*325Judgment, Supreme Court, New York County (Rosalyn Richter, J.), entered June 30, 2004, dismissing the third-party complaint, and bringing up for review an order which, in an action for legal malpractice, granted the motion of third-party defendant legal malpractice insurer (CIC) for summary judgment declaring that it is not required to defend or indemnify defendant and third-party plaintiff attorney (Quaranta) in the main action, and also granted the motion of third-party defendant successor attorney (Finkelstein) for summary judgment dismissing Quaranta’s claims for contribution and indemnity, unanimously modified, on the law, to vacate the dismissal of the action as against CIC and to substitute therefor a declaration that CIC is not obligated to defend or indemnify Quaranta in the main action, and otherwise affirmed, without costs.
The motion court correctly held that CIC has no obligation to defend or indemnify Quaranta in the main action on the ground that Quaranta failed to give CIC notice of plaintiffs potential malpractice claim against him as soon as practicable, as the policy required. Uncontroverted evidence establishes that, for at least 8V2 months before he gave CIC notice of plaintiffs malpractice claim, Quaranta could not have had a reasonable belief that plaintiff would not or could not assert a malpractice claim against him (see Security Mut. Ins. Co. of N.Y. v Acker-Fitzsimons Corp., 31 NY2d 436, 441 [1972]; SSBSS Realty Corp. v Public Serv. Mut. Ins. Co., 253 AD2d 583, 584-585 [1998]) based on his untimely filing of a notice of plaintiffs personal injury claim against the City that inaccurately set forth the place of injury. Quaranta should have given CIC notice of the potential malpractice claim no later than the time he learned of the court’s denial of his application to amend and deem timely plaintiffs notice of claim against the City, which the City had rejected as untimely. At that point, Quaranta, who had been discharged by plaintiff even before he made such application, could no longer reasonably believe that a malpractice claim would not be asserted against him, and his subsequent 8V2-month delay in notifying CIC of the potential claim was unreasonable as a matter of law. We reject Quaranta’s argument that, until he was advised of plaintiffs intent to sue him for malpractice, it was reasonable for him to delay giving CIC notice of the potential malpractice claim while plaintiff could still take an ap*326peal from the adverse order concerning her notice of claim against the City (see Bellefonte Ins. Co. v Albert, 99 AD2d 947, 948-949 [1984]).

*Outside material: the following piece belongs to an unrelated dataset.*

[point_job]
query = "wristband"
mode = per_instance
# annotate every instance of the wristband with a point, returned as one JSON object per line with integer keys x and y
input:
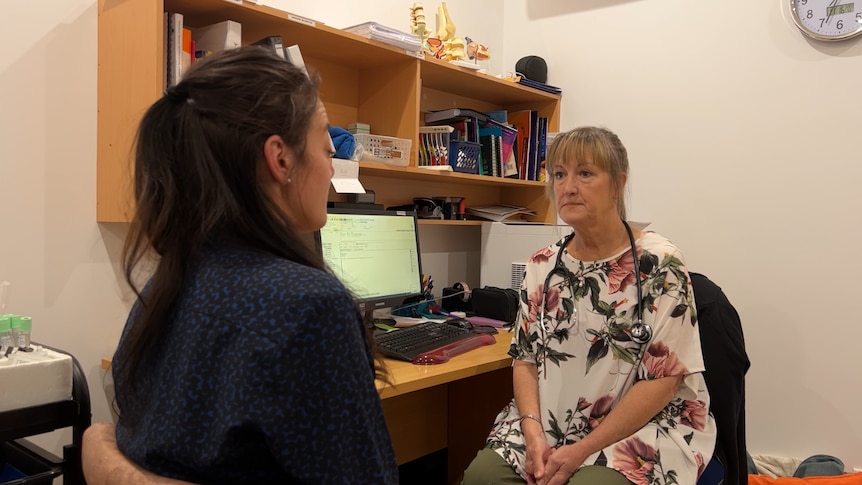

Contrary to Quaranta’s further argument, his untimely notice of the malpractice claim negates coverage whether or not the delay caused CIC any prejudice, as the Court of Appeals recently reiterated (Argo Corp. v Greater N.Y. Mut. Ins. Co., 4 NY3d 332 [2005]). Nor is there any merit to Quaranta’s argument that the notice of the malpractice claim subsequently given to CIC by plaintiffs malpractice attorney was timely under Insurance Law § 3420 (see Ringel v Blue Ridge Ins. Co., 293 AD2d 460 [2002]).
The motion court also correctly granted the cross motion by Finkelstein, the firm that succeeded Quaranta as plaintiffs attorney, for summary judgment dismissing the third-party complaint as against it. Since plaintiff did not retain Finkelstein until after the statute of limitations had already expired on her personal injury claim against the City, Finkelstein’s conduct did not contribute to the loss of that claim, and there is no basis for requiring Finkelstein to absorb any liability that may ultimately be imposed on Quaranta for such loss (see Lifshitz v Brady, 298 AD2d 437 [2002]). In any event, the record establishes that Finkelstein did not commit any malpractice.
We modify only to declare in CIC’s favor (see Lanza v Wagner, 11 NY2d 317, 334 [1962], cert denied 371 US 901 [1962]). Concur—Tom, J.P., Mazzarelli, Andrias and Friedman, JJ.